Oordeel van de Rechtbank

3. De Rechtbank heeft het volgende overwogen, waarbij belanghebbende is aangeduid als eiseres en de Inspecteur als verweerder:
“9. In afwijking van het beginsel dat het algemene tarief wordt toegepast op goederenleveringen en diensten, voorziet artikel 98 van de Btw-richtlijn in de mogelijkheid om verlaagde btw-tarieven toe te passen. Bijlage III bij deze richtlijn bevat een exhaustieve lijst van categorieën goederenleveringen en diensten waarvoor dat geldt. De Nederlandse wetgever heeft in artikel 9, tweede lid, onderdeel b in samenhang met Tabel I van de Wet op de omzetbelasting 1968 (Wet OB) gebruik gemaakt van deze mogelijkheid.
10. Op grond van Tabel I, letter b, post 14, onderdeel d van de Wet OB valt onder meer het verlenen van toegang tot muziekuitvoeringen en toneeluitvoeringen onder het verlaagde tarief. Tabel I, letter b, post 10 van de Wet OB staat een verlaagd tarief toe voor het geven van gelegenheid tot kamperen binnen het kader van het kamp- en vakantiebestedingsbedrijf aan personen die daar slechts voor korte periode verblijf houden.
11. Aangezien het verlaagde tarief een uitzondering vormt op de algemene toepassing van de btw, moeten de bewoordingen van bijlage III en van de daarop gebaseerde Tabel I bij de Wet OB strikt worden uitgelegd.

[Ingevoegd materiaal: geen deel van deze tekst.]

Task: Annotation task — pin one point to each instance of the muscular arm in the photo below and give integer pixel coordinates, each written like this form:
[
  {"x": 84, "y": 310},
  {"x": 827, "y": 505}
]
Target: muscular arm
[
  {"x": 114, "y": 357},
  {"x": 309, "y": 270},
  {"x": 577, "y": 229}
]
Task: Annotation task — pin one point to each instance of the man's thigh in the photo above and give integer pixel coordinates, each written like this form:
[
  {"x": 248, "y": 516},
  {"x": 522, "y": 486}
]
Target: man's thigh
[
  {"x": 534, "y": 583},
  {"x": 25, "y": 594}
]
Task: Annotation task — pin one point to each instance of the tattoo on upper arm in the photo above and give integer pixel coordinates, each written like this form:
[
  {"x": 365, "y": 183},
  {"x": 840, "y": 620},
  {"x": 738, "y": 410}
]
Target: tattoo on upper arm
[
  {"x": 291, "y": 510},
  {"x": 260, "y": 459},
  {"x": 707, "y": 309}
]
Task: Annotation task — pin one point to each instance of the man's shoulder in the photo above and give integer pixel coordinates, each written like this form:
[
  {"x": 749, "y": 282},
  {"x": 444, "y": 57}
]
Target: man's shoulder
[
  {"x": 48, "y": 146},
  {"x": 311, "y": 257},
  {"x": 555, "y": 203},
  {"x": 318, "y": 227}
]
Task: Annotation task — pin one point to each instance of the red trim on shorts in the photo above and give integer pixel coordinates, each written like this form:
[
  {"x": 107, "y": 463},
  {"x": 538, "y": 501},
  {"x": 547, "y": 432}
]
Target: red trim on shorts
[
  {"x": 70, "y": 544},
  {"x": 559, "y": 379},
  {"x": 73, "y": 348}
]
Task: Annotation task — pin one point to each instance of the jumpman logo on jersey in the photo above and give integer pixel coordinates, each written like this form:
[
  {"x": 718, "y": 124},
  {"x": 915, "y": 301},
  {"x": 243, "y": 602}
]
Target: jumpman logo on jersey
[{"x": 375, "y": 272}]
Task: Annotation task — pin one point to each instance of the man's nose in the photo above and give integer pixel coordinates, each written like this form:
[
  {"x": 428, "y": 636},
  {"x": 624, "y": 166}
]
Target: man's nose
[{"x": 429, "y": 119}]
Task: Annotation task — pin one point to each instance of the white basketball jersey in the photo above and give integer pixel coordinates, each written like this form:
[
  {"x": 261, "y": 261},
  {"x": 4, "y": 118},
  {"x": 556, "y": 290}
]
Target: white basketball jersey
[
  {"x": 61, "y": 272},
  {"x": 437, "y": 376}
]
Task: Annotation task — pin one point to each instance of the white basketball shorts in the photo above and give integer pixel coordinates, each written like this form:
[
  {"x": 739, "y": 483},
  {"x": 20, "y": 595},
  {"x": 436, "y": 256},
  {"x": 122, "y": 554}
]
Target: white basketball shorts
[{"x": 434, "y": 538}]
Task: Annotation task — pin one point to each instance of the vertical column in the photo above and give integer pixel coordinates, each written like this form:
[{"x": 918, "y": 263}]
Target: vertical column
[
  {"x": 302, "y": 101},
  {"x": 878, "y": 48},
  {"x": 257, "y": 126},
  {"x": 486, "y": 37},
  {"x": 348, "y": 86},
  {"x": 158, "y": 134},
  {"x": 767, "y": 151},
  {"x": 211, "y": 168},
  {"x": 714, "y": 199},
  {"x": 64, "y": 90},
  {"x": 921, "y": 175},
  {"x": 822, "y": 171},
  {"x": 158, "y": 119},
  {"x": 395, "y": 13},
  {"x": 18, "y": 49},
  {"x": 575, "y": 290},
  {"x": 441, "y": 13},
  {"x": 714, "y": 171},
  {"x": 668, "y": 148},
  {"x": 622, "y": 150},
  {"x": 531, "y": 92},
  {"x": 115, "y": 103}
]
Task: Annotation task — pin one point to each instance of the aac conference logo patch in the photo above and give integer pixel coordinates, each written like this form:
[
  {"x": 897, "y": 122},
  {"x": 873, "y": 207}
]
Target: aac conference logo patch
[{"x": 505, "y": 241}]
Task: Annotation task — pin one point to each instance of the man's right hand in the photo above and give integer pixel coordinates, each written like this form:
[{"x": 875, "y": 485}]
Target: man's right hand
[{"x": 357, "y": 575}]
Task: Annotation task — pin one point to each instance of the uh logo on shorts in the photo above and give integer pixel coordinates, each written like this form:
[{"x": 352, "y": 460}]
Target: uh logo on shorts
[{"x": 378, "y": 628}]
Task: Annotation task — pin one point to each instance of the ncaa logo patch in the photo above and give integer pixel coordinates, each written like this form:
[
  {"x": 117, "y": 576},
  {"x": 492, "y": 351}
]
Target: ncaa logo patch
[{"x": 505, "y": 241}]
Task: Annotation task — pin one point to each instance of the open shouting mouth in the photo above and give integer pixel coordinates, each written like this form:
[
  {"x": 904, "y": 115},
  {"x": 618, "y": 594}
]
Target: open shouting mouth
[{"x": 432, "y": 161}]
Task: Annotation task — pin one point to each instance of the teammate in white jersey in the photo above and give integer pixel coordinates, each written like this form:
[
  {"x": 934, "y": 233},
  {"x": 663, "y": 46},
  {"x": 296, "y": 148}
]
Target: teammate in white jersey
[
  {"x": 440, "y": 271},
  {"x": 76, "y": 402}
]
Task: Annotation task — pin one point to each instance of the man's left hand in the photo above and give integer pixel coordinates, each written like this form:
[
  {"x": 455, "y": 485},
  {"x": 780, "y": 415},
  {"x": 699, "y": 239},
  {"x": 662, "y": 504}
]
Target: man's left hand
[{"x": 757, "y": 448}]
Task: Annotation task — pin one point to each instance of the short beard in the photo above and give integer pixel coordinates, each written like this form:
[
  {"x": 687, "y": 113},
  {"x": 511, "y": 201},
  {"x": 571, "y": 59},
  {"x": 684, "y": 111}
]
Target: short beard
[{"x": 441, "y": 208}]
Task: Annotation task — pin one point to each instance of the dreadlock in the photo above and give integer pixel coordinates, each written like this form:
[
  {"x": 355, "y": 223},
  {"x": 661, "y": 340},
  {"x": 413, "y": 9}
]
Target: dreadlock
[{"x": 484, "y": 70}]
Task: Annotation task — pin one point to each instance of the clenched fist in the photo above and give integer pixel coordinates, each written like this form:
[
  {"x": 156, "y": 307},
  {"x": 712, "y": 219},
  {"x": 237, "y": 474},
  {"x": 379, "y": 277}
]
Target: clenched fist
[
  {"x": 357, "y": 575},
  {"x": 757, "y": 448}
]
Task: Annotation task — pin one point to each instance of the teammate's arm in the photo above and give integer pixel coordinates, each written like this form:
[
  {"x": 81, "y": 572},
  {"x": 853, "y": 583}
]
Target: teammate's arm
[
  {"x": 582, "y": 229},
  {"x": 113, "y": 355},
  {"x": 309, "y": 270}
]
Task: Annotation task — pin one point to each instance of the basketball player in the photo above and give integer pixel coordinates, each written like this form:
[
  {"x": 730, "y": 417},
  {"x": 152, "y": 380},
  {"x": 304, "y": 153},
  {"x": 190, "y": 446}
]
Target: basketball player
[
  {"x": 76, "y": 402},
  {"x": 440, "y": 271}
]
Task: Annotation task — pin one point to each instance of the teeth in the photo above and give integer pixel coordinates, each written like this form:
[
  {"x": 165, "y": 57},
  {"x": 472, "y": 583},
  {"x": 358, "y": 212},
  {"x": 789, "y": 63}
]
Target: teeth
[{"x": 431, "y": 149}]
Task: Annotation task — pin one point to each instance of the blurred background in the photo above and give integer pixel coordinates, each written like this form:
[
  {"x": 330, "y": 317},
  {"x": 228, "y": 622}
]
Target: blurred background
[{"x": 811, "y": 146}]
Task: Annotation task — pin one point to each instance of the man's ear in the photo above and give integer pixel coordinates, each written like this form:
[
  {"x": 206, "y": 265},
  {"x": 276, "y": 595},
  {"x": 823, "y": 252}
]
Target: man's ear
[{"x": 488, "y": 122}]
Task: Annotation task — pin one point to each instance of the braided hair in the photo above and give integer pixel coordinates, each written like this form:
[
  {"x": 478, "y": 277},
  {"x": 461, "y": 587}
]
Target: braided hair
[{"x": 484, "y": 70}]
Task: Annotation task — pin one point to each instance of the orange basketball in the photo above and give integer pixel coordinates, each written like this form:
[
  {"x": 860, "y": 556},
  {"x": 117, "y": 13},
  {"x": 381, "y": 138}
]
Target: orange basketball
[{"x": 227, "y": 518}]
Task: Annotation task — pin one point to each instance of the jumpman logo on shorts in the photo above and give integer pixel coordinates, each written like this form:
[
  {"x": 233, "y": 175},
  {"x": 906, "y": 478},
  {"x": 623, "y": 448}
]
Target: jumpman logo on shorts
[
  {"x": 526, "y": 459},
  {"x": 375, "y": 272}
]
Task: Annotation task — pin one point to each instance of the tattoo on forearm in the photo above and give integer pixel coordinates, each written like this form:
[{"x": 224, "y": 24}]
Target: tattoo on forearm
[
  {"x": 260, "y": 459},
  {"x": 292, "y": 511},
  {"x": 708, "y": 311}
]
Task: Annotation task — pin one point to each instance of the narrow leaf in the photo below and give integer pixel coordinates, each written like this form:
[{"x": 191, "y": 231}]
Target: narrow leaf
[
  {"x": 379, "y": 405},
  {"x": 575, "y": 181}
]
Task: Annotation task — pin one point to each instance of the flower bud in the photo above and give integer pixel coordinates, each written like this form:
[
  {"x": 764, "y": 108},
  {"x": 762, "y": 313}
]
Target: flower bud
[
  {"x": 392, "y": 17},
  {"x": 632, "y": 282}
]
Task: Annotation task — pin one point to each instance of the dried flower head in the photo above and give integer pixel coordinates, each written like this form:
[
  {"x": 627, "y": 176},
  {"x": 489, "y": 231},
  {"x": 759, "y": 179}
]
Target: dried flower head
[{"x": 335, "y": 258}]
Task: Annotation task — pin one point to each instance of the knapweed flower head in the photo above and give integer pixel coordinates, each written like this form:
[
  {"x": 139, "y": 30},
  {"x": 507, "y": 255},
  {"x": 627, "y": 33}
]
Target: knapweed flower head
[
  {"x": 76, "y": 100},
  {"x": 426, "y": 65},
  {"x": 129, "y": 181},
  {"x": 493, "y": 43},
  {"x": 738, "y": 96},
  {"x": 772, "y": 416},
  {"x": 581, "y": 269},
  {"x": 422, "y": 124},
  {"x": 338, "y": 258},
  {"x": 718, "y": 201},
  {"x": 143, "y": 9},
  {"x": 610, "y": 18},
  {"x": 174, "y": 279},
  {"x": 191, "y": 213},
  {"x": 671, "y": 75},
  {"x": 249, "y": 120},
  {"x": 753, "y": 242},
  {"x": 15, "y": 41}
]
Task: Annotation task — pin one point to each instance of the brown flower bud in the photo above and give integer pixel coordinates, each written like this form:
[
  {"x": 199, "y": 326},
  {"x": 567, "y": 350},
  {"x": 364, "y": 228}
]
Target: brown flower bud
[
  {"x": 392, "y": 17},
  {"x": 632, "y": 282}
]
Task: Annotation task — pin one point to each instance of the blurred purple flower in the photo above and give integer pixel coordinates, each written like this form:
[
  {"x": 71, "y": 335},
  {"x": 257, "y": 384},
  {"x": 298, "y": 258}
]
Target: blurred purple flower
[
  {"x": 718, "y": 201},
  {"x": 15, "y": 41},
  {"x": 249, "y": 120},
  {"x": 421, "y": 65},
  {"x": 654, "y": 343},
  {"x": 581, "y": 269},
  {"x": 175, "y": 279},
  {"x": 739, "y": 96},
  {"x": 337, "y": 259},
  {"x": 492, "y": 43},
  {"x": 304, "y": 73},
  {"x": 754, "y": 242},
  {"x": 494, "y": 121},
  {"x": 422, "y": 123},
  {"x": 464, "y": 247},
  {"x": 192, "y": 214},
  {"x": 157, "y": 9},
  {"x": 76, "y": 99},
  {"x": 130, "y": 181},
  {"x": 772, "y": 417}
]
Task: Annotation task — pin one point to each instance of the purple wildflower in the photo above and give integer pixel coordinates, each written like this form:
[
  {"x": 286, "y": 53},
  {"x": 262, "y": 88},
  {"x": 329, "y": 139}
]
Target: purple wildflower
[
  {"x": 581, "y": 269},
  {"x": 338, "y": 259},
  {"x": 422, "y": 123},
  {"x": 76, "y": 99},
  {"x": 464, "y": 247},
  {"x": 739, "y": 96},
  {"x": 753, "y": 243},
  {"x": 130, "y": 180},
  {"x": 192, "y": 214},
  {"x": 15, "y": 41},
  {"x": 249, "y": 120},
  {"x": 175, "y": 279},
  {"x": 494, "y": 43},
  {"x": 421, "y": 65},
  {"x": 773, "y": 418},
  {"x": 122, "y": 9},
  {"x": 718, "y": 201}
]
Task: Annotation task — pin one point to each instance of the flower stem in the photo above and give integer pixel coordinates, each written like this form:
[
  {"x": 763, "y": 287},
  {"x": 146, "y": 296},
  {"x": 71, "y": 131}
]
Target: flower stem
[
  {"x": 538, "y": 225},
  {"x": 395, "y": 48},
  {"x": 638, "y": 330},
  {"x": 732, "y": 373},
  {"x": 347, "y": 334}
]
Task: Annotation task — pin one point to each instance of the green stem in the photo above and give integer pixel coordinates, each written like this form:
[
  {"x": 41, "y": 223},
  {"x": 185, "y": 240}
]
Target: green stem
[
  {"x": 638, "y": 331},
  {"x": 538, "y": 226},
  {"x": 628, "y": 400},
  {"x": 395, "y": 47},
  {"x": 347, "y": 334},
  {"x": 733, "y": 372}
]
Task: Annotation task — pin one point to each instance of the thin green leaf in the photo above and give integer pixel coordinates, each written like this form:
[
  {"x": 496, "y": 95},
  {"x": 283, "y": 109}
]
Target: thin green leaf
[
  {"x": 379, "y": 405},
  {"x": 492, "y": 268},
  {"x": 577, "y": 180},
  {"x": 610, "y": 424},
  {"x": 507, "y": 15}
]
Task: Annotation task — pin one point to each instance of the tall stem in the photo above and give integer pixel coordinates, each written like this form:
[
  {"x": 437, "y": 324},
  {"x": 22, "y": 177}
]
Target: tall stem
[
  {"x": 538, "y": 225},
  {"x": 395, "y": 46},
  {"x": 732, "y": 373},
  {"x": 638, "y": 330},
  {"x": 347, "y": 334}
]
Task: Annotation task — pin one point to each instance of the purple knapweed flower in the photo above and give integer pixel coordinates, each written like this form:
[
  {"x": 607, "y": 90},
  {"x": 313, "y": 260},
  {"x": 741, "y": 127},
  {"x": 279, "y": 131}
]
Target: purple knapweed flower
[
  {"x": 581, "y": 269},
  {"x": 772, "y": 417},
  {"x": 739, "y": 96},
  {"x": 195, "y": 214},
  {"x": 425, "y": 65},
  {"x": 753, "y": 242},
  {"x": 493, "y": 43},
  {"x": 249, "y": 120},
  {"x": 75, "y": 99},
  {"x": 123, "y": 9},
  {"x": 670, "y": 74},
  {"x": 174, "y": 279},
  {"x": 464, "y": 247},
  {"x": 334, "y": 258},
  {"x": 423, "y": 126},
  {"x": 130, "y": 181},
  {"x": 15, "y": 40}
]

12. Uit artikel 2 van de Btw-richtlijn vloeit voort dat elke prestatie normaal gesproken als onderscheiden en zelfstandig moet worden beschouwd. De handeling die economisch gezien uit één prestatie bestaat mag echter niet kunstmatig uit elkaar worden gehaald omdat anders de goede werking van het btw-stelsel zou worden aangetast. Er is sprake van één enkele prestatie wanneer twee of meer elementen of handelingen die de belastingplichtige verricht voor de klant, zo nauw met elkaar verbonden zijn dat zij objectief gezien één enkele ondeelbare economische prestatie vormen, waarvan splitsing kunstmatig zou zijn. In bepaalde omstandigheden moeten verschillende formeel gescheiden prestaties die afzonderlijk kunnen worden verricht en zodoende ieder als zodanig tot belastingheffing kunnen leiden, worden beschouwd als één enkele handeling wanneer zij niet zelfstandig zijn. Dit laatste is met name het geval wanneer een of meer elementen moeten worden geacht de hoofddienst te vormen, terwijl andere elementen moeten worden beschouwd als een of meer bijkomende diensten die het fiscale lot van de hoofddienst delen. Een prestatie moet in het bijzonder als bijkomend bij een hoofdprestatie worden beschouwd wanneer zij voor de klanten geen doel op zich is, maar een middel om de hoofdprestatie van de dienstverrichter zo aantrekkelijk mogelijk te maken
.Om te bepalen of sprake is van meerdere van elkaar te onderscheiden hoofddiensten of van één enkele dienst, moet worden vastgesteld wat de kenmerkende elementen van de desbetreffende handeling zijn en moet rekening worden gehouden met alle omstandigheden waaronder de dienstverrichting plaatsvindt. Het antwoord op de vraag of sprake is van een of verschillende prestaties moet worden bepaald aan de hand van het perspectief van de modale consument.[1]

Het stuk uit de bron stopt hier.